Sunday, March 17, 2013
Def Meets Deaf Poetry Jam 5
You can click on the picture of the flyer above to see the details in bigger size.
The exciting and interactive show of Def Meets Deaf Poetry Jam 5 is coming up on March 30th at Lovin' Cup near Rochester Institute of Technology/National Technical Institute for the Deaf in Rochester, NY. It will be from 2:30 PM to 5:30 PM, free to the public. There will be hearing poets/performing artists that will read or perform their work vocally in English. There will also be deaf/hard of hearing poets/performing artists that will use American Sign Language (ASL). Those performers will take turns on stage through out the show. The interpreters will help the hearing audience who don't read ASL by voicing the deaf/hard of hearing performers' work.
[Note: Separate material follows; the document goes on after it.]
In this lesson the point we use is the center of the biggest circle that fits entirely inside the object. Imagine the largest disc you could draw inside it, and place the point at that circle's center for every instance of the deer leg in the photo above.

They will also help deaf/hard of hearing audience who can't hear the spoken words when hearing performers do their readings. The combination of the deaf world and hearing world is unique and rare, henceforth, this 5th year interactions between hearing world and deaf world becomes once a lifetime true world. There will be all kinds of performances such as spoken words poetry, electronic music with poetry in translation into ASL, group interactive performances, songs translated into ASL, ASL storytelling, and a few more. The diversity of performance styles will give the show a rich taste of what can be seen as creative and experimental.
John Roche, RIT professor, and I (Eddie Swayze) have been collaborating this since 2009 and it's now our 5th year of doing this. This event was jammed with good numbers in the crowd last year, which grew in numbers since the beginning.
RIT students poetry group called Poetry Slam will do their performance. Two Signature (RIT's annual poetry magazine) winners will read their work. Dangerous Signs will perform their interactive skits of ASL poetry. Four well-respected hearing poets will do their work and 6 great deaf/hard of hearing individuals will present their work in ASL. Lastly, audience participation will be encouraged on the stage to try out ASL performance techniques such as hand shapes and so forth.
Importantly, DEAAF (Deaf Education of the Arts for African Families) will be there to display their brochures, flyers, donations, and other information at the table during the show. They are a non-for profit organization that supports deaf/hard of hearing African children in Africa get the education that they need.